5.2 Noncorrelated Subqueries

5.2 Noncorrelated Subqueries

Noncorrelated subqueries allow each row from the containing SQL statement to be compared to a set of values. Divide noncorrelated subqueries into the following three categories, depending on the number of rows and columns returned in their result set:

Single-row, single-column subqueries
Multiple-row, single-column subqueries
Multiple-column subqueries

Depending on the category, different sets of operators may be employed by the containing SQL statement to interact with the subquery.

5.2.1 Single-Row, Single-Column Subqueries

A subquery that returns a single row with a single column is treated like a scalar by the containing statement; not surprisingly, these types of subqueries are known as scalar subqueries. The subquery may appear on either side of a condition, and the usual comparison operators (=, <, >, !=, <=, >=) are employed. The following query illustrates the utility of single-row, single-column subqueries by finding all employees earning an above-average salary. The subquery returns the average salary, and the containing query then returns all employees who earn more than that amount.

SELECT lname 
FROM employee
WHERE salary > (SELECT AVG(salary) 
                FROM EMPLOYEE);

LNAME
--------------------
Brown
Smith
Blake
Isaacs
Jacobs
King
Fox
Anderson
Nichols
Iverson
Peters
Russell

As this query demonstrates, it can be perfectly reasonable for a subquery to reference the same tables as the containing query. In fact, subqueries are frequently used to isolate a subset of records within a table. For example, many applications include maintenance routines that clean up operational data, such as exception or load logs. Every week, a script might delete all but the latest day's activity. For example:

DELETE FROM load_log 
WHERE load_dt < (SELECT MAX(TRUNC(load_dt)) 
                 FROM load_log);

Noncorrelated subqueries are also commonly found outside the WHERE clause, as illustrated by the following query, which identifies the salesperson responsible for the most orders:

SELECT sales_emp_id, COUNT(*) 
FROM cust_order
GROUP BY sales_emp_id
HAVING COUNT(*) = (SELECT MAX(COUNT(*)) 
                   FROM cust_order 
                   GROUP BY sales_emp_id);

SALES_EMP_ID   COUNT(*)
------------ ----------
          30        121

This subquery calculates the number of orders attributable to each salesperson, and then applies the MAX function to return only the highest number of orders. The containing query performs the same aggregation as the subquery and then keeps only those salespeople whose total sales count matches the maximum value returned by the subquery.
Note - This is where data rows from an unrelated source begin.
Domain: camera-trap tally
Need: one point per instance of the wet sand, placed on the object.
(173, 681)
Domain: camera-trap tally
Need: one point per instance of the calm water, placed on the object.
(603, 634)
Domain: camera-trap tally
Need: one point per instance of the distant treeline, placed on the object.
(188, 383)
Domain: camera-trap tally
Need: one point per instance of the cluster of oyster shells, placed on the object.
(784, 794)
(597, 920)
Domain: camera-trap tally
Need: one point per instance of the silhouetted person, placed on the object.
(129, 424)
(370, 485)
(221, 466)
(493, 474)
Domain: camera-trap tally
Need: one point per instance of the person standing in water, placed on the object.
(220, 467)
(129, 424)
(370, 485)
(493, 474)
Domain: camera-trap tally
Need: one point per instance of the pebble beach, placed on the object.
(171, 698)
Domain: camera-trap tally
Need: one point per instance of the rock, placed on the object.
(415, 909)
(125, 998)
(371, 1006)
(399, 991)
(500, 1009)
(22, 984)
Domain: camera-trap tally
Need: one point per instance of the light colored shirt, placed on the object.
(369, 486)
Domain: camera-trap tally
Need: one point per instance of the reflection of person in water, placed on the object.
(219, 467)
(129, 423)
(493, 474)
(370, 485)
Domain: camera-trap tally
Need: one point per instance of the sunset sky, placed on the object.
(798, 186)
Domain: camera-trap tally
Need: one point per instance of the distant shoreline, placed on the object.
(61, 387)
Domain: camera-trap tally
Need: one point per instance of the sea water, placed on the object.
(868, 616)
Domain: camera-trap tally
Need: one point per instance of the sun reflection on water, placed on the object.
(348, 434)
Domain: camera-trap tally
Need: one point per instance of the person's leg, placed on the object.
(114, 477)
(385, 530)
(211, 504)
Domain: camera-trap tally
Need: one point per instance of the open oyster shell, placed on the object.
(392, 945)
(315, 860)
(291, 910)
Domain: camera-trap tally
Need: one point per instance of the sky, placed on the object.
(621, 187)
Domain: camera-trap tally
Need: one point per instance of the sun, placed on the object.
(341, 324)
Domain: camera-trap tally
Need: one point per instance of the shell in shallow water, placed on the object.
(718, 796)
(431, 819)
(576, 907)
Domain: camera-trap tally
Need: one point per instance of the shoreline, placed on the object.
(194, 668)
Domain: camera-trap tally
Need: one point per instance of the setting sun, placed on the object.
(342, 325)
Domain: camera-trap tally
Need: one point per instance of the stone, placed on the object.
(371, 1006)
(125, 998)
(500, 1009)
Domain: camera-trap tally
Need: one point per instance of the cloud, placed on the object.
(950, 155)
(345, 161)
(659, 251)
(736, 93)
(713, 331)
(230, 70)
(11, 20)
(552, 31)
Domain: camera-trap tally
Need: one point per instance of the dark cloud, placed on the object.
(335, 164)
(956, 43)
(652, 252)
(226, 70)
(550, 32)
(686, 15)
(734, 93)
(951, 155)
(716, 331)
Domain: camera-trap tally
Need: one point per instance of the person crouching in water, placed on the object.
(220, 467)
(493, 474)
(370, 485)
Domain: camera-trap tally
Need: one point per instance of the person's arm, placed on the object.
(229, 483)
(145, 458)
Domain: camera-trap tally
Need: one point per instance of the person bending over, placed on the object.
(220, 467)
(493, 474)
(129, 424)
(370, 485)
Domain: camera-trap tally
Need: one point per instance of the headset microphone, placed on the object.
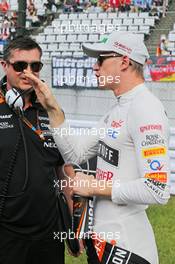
(14, 98)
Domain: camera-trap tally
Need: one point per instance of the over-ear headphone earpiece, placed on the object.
(14, 99)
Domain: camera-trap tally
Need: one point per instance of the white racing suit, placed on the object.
(134, 154)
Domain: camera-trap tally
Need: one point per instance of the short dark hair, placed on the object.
(21, 43)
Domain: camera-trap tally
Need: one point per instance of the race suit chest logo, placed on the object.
(150, 128)
(157, 176)
(108, 154)
(114, 131)
(159, 151)
(155, 165)
(154, 139)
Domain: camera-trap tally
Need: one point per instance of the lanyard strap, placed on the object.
(26, 121)
(36, 131)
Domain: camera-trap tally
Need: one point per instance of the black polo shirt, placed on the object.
(34, 212)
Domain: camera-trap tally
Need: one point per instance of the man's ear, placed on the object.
(125, 63)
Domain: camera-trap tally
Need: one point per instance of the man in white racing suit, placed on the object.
(132, 153)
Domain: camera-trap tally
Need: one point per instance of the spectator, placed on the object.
(6, 28)
(32, 11)
(4, 6)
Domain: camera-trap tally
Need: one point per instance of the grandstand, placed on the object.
(64, 36)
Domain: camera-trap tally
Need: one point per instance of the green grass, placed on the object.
(162, 219)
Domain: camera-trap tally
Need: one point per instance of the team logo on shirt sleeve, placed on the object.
(108, 154)
(151, 152)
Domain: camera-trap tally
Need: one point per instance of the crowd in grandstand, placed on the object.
(50, 7)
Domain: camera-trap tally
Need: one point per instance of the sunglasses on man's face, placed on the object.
(20, 66)
(103, 57)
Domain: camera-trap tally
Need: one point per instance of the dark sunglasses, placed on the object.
(103, 57)
(20, 66)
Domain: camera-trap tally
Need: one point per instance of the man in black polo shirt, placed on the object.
(28, 162)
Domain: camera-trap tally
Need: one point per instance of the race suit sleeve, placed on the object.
(148, 129)
(77, 146)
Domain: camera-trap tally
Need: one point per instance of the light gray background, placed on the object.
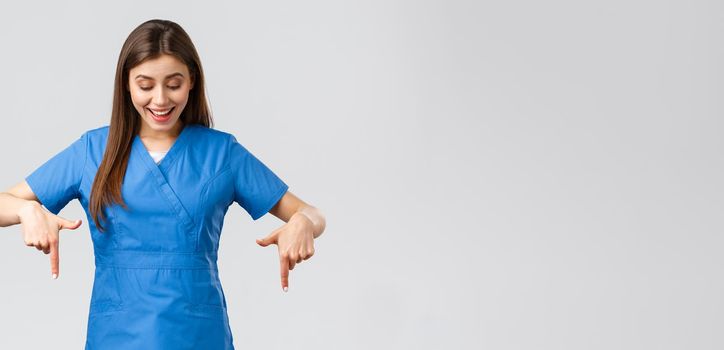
(496, 175)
Interestingly, the containing query can return more than one row if multiple salespeople tie for the maximum sales count, while the subquery is guaranteed to return a single row and column. If it seems wasteful that the subquery and containing query both perform the same aggregation, it is; see Chapter 13 for more efficient ways to handle these types of queries.

So far, we have seen scalar subqueries in the WHERE and HAVING clauses of SELECT statements, along with the WHERE clause of a DELETE statement. Before we delve deeper into the different types of subqueries, let's explore where else subqueries can and can't be utilized in SQL statements:

The FROM clause may contain any type of noncorrelated subquery.
The SELECT and ORDER BY clauses may contain scalar subqueries.
The GROUP BY clause may not contain subqueries.
The START WITH and CONNECT BY clauses, used for querying hierarchical data, may contain subqueries and will be examined in detail in Chapter 8.
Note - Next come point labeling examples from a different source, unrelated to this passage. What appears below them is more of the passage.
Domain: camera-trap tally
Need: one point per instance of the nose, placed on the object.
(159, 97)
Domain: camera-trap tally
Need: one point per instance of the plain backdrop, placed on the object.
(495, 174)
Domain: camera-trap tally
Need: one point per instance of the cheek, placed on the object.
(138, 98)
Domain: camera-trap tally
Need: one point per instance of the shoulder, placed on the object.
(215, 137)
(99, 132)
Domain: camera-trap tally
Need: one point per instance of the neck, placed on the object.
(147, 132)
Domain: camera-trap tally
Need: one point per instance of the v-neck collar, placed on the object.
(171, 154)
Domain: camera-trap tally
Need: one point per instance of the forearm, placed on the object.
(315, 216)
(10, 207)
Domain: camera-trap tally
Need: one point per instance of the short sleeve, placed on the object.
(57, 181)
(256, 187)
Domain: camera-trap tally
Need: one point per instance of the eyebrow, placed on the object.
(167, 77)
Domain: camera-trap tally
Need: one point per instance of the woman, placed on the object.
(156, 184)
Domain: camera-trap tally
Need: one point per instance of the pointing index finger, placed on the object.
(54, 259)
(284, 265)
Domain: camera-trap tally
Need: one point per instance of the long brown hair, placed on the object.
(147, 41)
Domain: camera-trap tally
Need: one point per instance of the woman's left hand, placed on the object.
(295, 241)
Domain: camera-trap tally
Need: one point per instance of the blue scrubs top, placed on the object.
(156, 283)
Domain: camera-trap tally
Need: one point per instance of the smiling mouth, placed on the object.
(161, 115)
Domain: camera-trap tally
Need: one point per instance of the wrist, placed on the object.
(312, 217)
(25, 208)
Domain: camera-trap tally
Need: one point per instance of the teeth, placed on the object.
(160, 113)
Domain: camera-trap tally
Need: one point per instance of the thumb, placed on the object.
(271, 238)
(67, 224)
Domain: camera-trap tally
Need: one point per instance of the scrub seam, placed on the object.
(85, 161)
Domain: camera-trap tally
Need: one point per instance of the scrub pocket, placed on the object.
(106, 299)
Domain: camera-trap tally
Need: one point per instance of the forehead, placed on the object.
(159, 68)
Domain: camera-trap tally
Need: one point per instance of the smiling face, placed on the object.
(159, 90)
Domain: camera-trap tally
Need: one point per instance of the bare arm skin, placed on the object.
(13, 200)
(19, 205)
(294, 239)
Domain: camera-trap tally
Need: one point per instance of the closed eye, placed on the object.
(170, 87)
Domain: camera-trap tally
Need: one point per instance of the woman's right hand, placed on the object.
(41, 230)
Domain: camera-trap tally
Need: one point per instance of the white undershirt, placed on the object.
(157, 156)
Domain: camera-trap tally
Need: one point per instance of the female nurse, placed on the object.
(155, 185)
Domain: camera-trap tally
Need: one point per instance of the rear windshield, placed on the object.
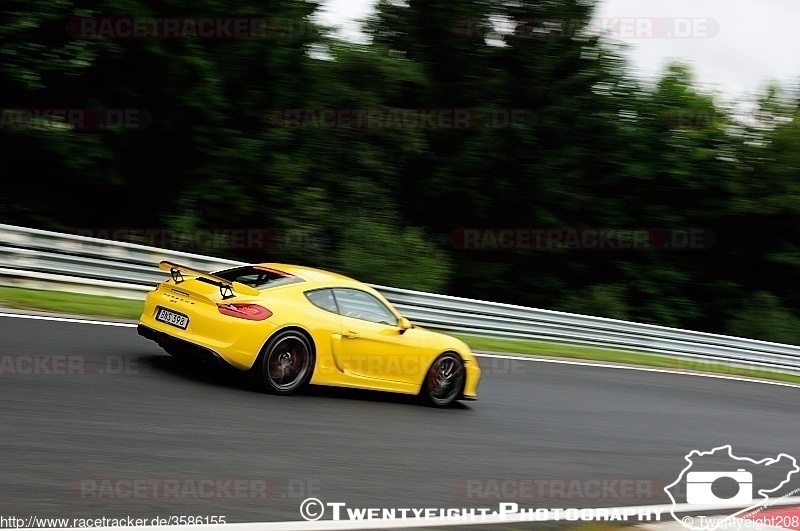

5.2.2 Multiple-Row Subqueries

Now that we know how to use single-row, single-column subqueries, let's explore how to use subqueries that return multiple rows. When a subquery returns more than one row, it is not possible to use only comparison operators, since a single value cannot be directly compared to a set of values. However, a single value can be compared to each value in a set. To accomplish this, the special keywords ANY and ALL may be used with comparison operators to determine if a value is equal to (or less than, greater than, etc.) any members of the set or all members of the set. Consider the following query:

SELECT fname, lname
FROM employee
WHERE dept_id = 3 AND salary >= ALL
 (SELECT salary
  FROM employee 
  WHERE dept_id = 3);

FNAME                LNAME
-------------------- --------------------
Mark                 Russell

The subquery returns the set of salaries for department 3, and the containing query checks each employee in the department to see if her salary is greater or equal to every salary returned by the subquery. Thus, this query retrieves the name of the highest paid person in department 3. While everyone except the lowest paid employee has a salary >= some of the salaries in the departement, only the highest paid employee has a salary >= all of the salaries in the department. If multiple employees tie for the highest salary in the department, multiple names will be returned.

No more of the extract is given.